Regrettably, the shoulder-to-shoulder model remains a hurdle in male friendships, whether with men or with women. This hinders our efforts not only to promote equality between the sexes, but also to allow each of us to develop our own unique potential to the fullest—whether we are a woman, say, playing professional sports or a man working in a so-called “caring profession.”
In this area, I find myself motivated to try to “be the change I wish to see in the world.” But what can I do? In the absence of support from my peers, I have often found inspiration from the quotes of the great innovators of the past who overcame this sense of powerlessness. And not all of them are so far removed from us as the ancient Greeks. Probably the quote that has inspired me the most comes from a 1995 Steve Jobs interview:
When you grow up you tend to get told that the world is the way it is and your life is just to live your life inside the world, try not to bash into the walls too much, try to have a nice family, have fun, save a little money. That’s a very limited life. Life can be much broader, once you discover one simple fact, and that is that everything around you that you call life was made up by people that were no smarter than you. And you can change it, you can influence it, you can build your own things that other people can use. Once you learn that, you’ll never be the same again.iii
And so, I’m trying to live my vision of “what ought to be.” I envisage a society which recognises the value and importance of extended family ties, including non-blood friendships—”chosen family”—alongside romantic relationships and the nuclear family. As a general rule, the ideal solution to alienation from the dominant culture is to find subcultures of like-minded peers. Unfortunately, this is easier to do in a culture that puts a high value on friendship to begin with—which means that my mission to solve this very problem will struggle to get off the ground.
And yet, I remain hopeful. My experiences have shown that that it is possible, even for men, to form friendships of the good in this culture. Achieving this will require a few things. First, that we do not become emotionally repressed. Second, that we do not internalize the pervasive cultural belief that we cannot love our friends without it turning sexual. Third, that we find other people who have also met the first two requirements. Such people were relatively easy to find when I was a student in my early twenties, but as I have got older, such people have proved to be increasingly few and far between.

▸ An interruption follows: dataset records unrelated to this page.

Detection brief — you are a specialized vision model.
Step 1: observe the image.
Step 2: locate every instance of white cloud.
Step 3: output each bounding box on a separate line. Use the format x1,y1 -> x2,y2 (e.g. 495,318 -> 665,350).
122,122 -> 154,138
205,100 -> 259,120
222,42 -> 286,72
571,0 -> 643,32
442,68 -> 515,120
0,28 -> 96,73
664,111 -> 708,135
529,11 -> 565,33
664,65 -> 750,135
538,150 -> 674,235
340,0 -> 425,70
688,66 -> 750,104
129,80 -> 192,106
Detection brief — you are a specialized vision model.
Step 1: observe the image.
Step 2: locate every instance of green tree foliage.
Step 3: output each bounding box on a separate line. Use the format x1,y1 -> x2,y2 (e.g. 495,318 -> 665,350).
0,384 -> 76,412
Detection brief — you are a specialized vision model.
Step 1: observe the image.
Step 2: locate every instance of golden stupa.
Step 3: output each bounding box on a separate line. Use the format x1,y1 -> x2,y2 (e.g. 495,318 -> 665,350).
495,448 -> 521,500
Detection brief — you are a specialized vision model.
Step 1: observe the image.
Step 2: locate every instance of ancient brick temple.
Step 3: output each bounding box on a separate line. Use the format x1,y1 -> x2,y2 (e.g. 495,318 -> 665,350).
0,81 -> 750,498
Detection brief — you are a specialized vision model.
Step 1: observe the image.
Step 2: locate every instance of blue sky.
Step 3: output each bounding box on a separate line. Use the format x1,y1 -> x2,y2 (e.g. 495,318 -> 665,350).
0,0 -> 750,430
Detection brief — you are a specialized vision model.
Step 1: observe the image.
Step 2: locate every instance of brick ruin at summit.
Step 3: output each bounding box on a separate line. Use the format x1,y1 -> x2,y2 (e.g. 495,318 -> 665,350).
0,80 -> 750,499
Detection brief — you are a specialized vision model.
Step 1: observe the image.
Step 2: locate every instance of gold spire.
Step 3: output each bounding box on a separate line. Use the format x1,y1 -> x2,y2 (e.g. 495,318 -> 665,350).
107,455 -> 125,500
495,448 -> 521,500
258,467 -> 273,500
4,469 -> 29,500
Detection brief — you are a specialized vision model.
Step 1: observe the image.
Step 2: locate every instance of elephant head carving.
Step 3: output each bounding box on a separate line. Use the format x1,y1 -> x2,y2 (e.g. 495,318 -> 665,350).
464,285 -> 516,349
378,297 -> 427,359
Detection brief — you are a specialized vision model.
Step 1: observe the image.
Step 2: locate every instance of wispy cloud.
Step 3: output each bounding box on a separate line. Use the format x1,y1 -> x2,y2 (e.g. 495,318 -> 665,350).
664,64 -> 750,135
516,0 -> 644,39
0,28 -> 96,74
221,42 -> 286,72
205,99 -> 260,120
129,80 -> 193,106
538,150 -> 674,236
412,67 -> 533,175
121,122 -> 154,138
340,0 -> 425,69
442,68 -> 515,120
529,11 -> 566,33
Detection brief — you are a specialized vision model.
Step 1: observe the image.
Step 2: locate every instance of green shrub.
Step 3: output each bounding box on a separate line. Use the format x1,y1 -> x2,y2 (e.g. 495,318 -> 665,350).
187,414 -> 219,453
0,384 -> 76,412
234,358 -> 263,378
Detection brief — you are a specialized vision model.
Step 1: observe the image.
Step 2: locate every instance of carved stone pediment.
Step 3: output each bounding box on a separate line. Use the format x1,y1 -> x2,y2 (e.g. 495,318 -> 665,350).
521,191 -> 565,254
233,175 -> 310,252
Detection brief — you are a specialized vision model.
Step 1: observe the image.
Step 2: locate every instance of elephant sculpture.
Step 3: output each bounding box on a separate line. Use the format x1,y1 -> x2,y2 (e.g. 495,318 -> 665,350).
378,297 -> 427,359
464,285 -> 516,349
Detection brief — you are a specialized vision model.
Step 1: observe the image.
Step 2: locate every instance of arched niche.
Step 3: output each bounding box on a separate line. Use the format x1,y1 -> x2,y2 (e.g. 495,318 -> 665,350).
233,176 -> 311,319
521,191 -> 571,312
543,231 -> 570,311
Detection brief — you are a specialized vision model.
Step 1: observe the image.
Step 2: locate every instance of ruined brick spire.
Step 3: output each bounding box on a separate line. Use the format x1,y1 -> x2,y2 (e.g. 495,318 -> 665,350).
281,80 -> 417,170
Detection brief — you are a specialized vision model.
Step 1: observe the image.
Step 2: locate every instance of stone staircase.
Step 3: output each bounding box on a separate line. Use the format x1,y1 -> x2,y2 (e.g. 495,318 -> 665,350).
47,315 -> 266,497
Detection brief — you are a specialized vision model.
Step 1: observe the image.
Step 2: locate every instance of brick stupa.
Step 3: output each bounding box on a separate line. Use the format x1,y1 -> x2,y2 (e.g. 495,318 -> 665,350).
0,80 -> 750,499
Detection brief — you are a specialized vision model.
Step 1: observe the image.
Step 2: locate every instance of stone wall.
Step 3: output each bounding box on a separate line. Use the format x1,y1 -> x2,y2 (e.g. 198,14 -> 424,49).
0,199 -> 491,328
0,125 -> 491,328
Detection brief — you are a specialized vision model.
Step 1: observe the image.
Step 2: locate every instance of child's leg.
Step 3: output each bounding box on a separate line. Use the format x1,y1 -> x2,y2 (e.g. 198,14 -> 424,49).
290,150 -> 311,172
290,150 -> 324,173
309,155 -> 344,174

Maintaining close relationships of any kind is inevitably challenging. I know that my friendships will come up against barriers that are not merely cultural, but inevitable in human life. This makes it easy for others to minimize my friendship-related struggles by saying “That’s life.” It is difficult to argue with them, for when I do, I get accused of being unable to accept that separation is inevitable.
History shows, however, that it is possible to change things if enough people are interested. I think the key is to challenge the stigmas against sharing emotions outside of the private nuclear family realm. I doubt it is coincidence that friendships of the good have seen a revival in the subcultures where sharing of emotions has become more normal, such as among TV celebrities and university students. By raising awareness of these issues, I hope to set off a “ripple effect” which may eventually lead to positive change.